Guidelines for Effective Usage of Text Highlighting Techniques
2016, Strobelt, Hendrik, Oelke, Daniela, Kwon, Bum Chul, Schreck, Tobias, Pfister, Hanspeter
Semi-automatic text analysis involves manual inspection of text. Often, different text annotations (like part-of-speech or named entities) are indicated by using distinctive text highlighting techniques. In typesetting there exist well-known formatting conventions, such as bold typeface, italics, or background coloring, that are useful for highlighting certain parts of a given text. Also, many advanced techniques for visualization and highlighting of text exist; yet, standard typesetting is common, and the effects of standard typesetting on the perception of text are not fully understood. As such, we surveyed and tested the effectiveness of common text highlighting techniques, both individually and in combination, to discover how to maximize pop-out effects while minimizing visual interference between techniques.
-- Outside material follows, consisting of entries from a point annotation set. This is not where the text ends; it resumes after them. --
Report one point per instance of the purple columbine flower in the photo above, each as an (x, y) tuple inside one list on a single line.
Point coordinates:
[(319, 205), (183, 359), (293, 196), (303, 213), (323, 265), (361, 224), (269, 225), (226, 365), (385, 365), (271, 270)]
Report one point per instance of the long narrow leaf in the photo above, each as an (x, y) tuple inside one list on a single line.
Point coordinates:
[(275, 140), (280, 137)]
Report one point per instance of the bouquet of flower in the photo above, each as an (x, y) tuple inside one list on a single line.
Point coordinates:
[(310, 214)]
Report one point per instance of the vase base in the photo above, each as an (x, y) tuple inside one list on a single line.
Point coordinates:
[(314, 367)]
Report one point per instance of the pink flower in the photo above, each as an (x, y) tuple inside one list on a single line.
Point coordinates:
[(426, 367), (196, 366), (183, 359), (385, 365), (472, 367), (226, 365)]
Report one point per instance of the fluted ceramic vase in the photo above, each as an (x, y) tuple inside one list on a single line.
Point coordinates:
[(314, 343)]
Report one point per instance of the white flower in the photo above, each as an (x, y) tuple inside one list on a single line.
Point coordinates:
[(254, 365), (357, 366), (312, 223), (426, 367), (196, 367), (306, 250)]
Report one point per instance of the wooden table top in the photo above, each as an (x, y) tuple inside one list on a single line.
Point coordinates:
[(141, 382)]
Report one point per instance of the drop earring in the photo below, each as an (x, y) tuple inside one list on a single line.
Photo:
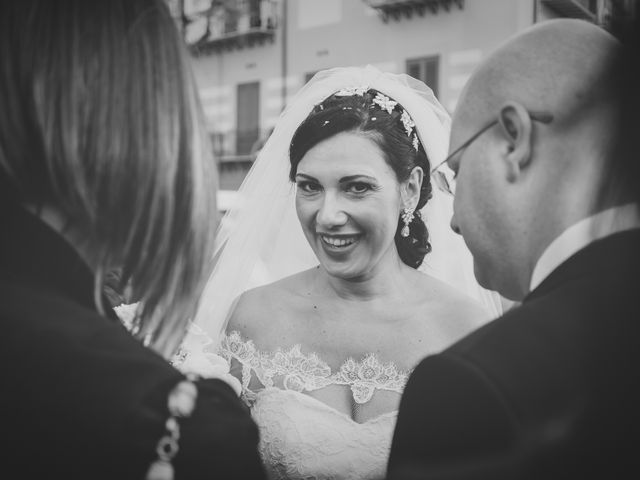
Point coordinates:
[(407, 218)]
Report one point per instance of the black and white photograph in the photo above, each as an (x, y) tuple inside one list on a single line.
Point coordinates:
[(320, 239)]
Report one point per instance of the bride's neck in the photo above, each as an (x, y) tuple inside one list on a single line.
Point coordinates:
[(383, 280)]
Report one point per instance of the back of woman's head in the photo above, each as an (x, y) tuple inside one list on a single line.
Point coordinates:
[(100, 119), (386, 123)]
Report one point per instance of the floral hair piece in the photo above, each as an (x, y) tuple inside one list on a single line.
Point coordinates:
[(349, 91), (385, 103)]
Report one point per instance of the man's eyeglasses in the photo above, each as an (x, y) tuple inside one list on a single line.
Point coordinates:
[(444, 177)]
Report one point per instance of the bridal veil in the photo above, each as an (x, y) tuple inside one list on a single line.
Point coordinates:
[(260, 240)]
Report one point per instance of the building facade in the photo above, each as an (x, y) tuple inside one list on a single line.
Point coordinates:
[(251, 56)]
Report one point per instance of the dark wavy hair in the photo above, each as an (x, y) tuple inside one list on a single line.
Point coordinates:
[(358, 113)]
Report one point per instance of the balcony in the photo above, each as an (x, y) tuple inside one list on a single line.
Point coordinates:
[(397, 9), (212, 26), (584, 10)]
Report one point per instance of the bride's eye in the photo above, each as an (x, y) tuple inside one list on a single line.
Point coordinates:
[(308, 187), (359, 187)]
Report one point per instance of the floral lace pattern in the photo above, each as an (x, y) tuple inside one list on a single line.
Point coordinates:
[(307, 372)]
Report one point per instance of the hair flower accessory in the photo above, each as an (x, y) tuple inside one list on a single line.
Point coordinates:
[(349, 91), (385, 103), (407, 122)]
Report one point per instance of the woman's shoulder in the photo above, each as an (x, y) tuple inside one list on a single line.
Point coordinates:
[(447, 305), (264, 312)]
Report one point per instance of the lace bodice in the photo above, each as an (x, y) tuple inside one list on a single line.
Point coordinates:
[(307, 372), (302, 437)]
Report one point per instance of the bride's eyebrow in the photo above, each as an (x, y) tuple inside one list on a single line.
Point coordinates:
[(351, 178), (304, 176)]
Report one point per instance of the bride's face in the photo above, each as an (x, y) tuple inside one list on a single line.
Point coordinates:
[(348, 202)]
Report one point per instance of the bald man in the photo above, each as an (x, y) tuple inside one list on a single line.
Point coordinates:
[(550, 389)]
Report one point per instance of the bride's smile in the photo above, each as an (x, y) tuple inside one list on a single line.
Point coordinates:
[(348, 201)]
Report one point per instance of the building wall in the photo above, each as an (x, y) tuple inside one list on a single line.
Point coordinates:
[(328, 33)]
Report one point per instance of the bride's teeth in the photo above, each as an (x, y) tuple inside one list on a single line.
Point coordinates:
[(338, 242)]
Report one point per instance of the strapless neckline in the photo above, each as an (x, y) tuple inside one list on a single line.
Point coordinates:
[(320, 405)]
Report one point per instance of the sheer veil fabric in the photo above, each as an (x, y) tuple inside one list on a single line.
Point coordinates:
[(260, 239)]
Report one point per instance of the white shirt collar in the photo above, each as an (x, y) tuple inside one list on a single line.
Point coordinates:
[(581, 234)]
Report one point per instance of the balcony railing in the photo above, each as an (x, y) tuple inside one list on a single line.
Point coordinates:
[(217, 25), (574, 9), (396, 9)]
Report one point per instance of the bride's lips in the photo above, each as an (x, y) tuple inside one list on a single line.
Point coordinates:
[(338, 243)]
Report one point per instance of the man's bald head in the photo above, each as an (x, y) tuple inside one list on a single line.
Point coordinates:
[(554, 66), (538, 168)]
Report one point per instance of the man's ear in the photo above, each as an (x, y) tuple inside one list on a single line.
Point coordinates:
[(517, 130), (410, 189)]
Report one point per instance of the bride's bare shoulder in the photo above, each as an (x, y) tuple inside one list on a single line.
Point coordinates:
[(264, 311), (447, 303)]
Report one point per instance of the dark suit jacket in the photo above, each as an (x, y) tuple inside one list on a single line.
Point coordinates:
[(80, 397), (549, 390)]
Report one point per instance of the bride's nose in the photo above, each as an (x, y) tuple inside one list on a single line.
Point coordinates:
[(331, 213)]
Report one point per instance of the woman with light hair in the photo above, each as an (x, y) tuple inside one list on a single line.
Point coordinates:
[(105, 166)]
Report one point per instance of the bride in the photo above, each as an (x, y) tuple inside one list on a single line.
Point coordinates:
[(322, 333)]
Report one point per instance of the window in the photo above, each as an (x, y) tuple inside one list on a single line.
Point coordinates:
[(425, 69), (248, 116)]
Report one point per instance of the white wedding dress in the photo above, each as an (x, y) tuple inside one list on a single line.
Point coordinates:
[(260, 241), (302, 437)]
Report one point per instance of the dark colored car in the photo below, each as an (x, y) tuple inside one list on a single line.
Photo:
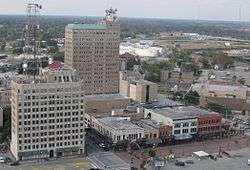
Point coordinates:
[(179, 163), (15, 163), (189, 162)]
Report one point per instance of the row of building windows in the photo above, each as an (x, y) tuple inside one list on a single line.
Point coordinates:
[(186, 124), (185, 131), (50, 145)]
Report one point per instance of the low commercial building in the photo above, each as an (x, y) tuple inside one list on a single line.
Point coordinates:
[(105, 103), (233, 97), (153, 130), (118, 128), (133, 112), (177, 80), (186, 121), (139, 90)]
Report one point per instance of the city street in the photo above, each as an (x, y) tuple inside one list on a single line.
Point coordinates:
[(237, 162), (62, 164), (185, 150)]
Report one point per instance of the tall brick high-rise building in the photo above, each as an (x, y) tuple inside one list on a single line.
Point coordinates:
[(93, 50)]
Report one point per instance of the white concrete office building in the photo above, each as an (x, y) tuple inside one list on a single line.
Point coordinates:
[(47, 115)]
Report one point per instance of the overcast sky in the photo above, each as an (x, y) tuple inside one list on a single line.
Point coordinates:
[(173, 9)]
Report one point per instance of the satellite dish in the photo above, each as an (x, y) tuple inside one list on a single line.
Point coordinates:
[(25, 65), (50, 61)]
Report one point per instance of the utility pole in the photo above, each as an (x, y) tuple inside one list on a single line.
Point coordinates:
[(31, 33)]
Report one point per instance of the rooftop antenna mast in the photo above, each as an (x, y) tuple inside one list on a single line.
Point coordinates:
[(240, 13), (31, 33)]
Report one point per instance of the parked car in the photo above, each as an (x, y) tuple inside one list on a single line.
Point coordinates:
[(2, 160), (103, 146), (15, 163), (180, 163), (189, 162)]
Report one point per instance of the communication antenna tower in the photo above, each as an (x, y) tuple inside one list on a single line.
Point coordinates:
[(31, 33)]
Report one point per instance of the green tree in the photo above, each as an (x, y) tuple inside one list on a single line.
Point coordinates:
[(192, 97), (3, 45), (151, 153), (222, 59), (220, 109), (131, 62)]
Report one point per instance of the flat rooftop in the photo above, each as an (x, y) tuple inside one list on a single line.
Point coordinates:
[(183, 112), (163, 101), (108, 160), (147, 124), (105, 97), (119, 123), (78, 26), (143, 82)]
To validate our findings, we conducted a series of crowdsourced experiments to determine: i) a ranking of nine commonly-used text highlighting techniques; ii) the degree of visual interference between pairs of text highlighting techniques; iii) the effectiveness of techniques for visual conjunctive search. Our results show that increasing font size works best as a single highlighting technique, and that there are significant visual interferences between some pairs of highlighting techniques. We discuss the pros and cons of different combinations as a design guideline to choose text highlighting techniques for text viewers.